Well for what I use it for the Behringer amps I own have worked flawlessly. I see allot of people useing them for sub amps and I don't see any complaints. Snobs or not pro guy's can spend their money on whatever they want and so can I.


----------



## wabbitguy (Jan 12, 2010)

When built my own project studio years back, I had a rough idea of what I wanted to do, just wasn't familiar enough with the gear required to do it. It didn't take a more than a few seconds to realize that an SSL console would be the cream of the crop and about half that time to understand that it wasn't in the budget.

The most economical way to get started was to invest moderately in some Behringer gear. Since then, I've bought, used, returned and upgraded various pieces of my recording setup. I always A/B gear to make sure I'm actually improving something.

Thus I still have some original Behringer gear that suits my needs perfectly and I have yet to have it fail on me in daily use.

What Behringer does best is bring gear into a price range almost anyone can afford. The gear itself might not be the most stellar piece of kit out there but at least it's affordable. Every now and then they make some superior quality items just to keep the mix interesting.
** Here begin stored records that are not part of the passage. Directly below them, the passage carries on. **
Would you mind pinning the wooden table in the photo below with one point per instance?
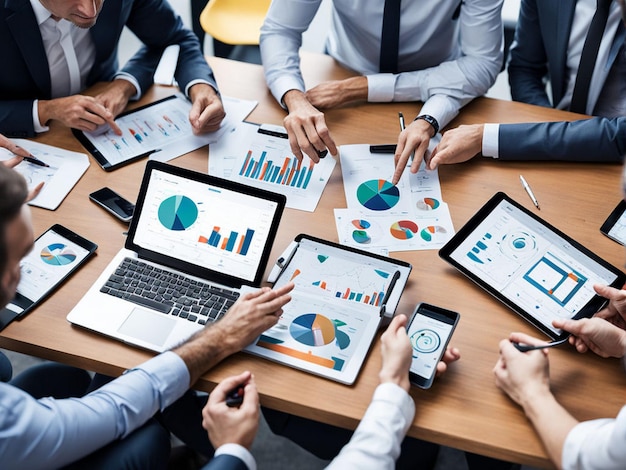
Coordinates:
(463, 409)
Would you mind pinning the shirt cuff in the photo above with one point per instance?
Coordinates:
(490, 140)
(129, 78)
(36, 124)
(238, 451)
(170, 375)
(381, 87)
(195, 82)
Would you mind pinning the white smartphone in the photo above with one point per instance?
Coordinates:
(113, 203)
(429, 330)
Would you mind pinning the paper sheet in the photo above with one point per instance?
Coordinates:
(65, 170)
(260, 156)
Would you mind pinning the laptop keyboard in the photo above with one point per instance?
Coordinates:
(168, 292)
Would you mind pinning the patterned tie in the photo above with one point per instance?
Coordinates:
(588, 57)
(390, 37)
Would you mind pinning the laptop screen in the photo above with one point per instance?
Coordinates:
(204, 225)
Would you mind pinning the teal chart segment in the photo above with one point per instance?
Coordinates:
(178, 213)
(378, 195)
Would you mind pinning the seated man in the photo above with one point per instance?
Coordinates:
(49, 433)
(550, 42)
(376, 441)
(442, 53)
(52, 50)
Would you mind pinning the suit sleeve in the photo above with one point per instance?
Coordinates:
(590, 140)
(528, 63)
(158, 26)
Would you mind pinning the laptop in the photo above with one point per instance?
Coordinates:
(195, 243)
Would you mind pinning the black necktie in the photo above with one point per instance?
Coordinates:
(390, 37)
(588, 57)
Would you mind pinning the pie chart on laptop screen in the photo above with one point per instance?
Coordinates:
(378, 195)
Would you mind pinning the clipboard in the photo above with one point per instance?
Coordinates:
(342, 297)
(159, 127)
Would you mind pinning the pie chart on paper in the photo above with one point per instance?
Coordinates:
(404, 229)
(378, 195)
(57, 254)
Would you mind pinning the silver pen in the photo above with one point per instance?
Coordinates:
(529, 192)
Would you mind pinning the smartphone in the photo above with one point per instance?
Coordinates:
(429, 330)
(614, 226)
(114, 203)
(57, 253)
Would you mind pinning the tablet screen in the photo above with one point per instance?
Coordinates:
(529, 265)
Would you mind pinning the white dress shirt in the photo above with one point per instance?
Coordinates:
(596, 444)
(445, 62)
(376, 441)
(599, 101)
(50, 433)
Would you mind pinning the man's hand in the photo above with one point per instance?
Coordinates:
(602, 337)
(523, 376)
(338, 92)
(232, 425)
(19, 152)
(457, 145)
(396, 353)
(81, 112)
(413, 140)
(306, 127)
(207, 110)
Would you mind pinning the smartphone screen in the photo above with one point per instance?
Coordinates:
(429, 333)
(114, 203)
(55, 255)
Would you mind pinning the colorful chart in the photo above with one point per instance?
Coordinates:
(57, 254)
(312, 329)
(360, 235)
(378, 195)
(178, 213)
(403, 229)
(428, 204)
(430, 232)
(425, 341)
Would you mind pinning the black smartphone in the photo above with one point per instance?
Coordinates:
(57, 253)
(614, 226)
(114, 203)
(429, 330)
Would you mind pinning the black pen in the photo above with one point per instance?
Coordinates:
(35, 161)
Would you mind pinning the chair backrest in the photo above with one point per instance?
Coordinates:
(234, 21)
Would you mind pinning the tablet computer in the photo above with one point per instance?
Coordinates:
(339, 301)
(614, 226)
(145, 131)
(529, 265)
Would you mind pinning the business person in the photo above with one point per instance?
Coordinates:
(550, 40)
(50, 433)
(374, 444)
(596, 444)
(444, 53)
(53, 49)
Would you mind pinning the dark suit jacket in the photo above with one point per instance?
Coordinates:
(540, 49)
(26, 77)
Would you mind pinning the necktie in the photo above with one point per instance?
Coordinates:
(390, 37)
(588, 57)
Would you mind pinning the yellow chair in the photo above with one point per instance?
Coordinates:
(236, 22)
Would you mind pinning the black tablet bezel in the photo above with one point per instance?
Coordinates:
(97, 154)
(588, 310)
(612, 219)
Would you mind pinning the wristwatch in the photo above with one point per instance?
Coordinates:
(430, 120)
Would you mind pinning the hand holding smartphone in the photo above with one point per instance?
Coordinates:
(429, 330)
(113, 203)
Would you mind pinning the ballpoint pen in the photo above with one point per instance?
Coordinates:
(529, 192)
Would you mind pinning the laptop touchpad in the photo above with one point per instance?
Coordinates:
(147, 326)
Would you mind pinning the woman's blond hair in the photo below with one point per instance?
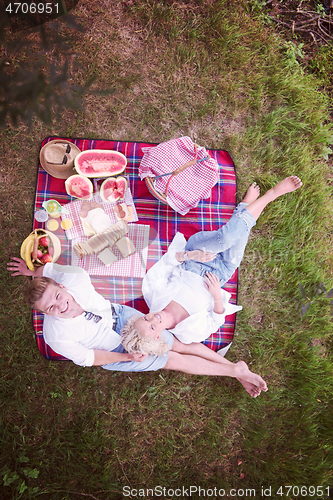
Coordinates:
(134, 343)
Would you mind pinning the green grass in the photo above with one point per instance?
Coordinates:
(215, 72)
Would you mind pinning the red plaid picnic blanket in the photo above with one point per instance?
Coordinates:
(164, 222)
(172, 155)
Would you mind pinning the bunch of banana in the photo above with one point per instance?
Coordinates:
(29, 249)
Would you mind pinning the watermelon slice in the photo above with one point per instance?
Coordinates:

There's no doubt scads of Behringer users who, in spite of what the rest of the world with much larger budgets and years more experience tell them, are happy to be able to do what they want at a price they can justify.

Mel


----------



## Dale Rasco (Apr 11, 2009)

You make an excellent point Mel, one I wish I would have made as well. I'm not suggesting Behringer is equal to other top manufacturers out there, I use a lot of other gear not made by Roland, Trident and others. I am merely saying that they do make a quality product for what you pay.
_Posted via Mobile Device_


----------



## wabbitguy (Jan 12, 2010)

dsr7997 said:


> You make an excellent point Mel, one I wish I would have made as well. I'm not suggesting Behringer is equal to other top manufacturers out there, I use a lot of other gear not made by Roland, Trident and others. I am merely saying that they do make a quality product for what you pay.
> _Posted via Mobile Device_


I whole heartedly agree with you!

I use gear from Roland, Apogee, ART, Lexicon, SoundCraft and others as well. Until I actually compared some of the better quality gear with my Behringer stuff, I didn't realize there'd be such a difference in some cases. Plus in the odd case, the Behringer stuff was better (which really rocks your thinking).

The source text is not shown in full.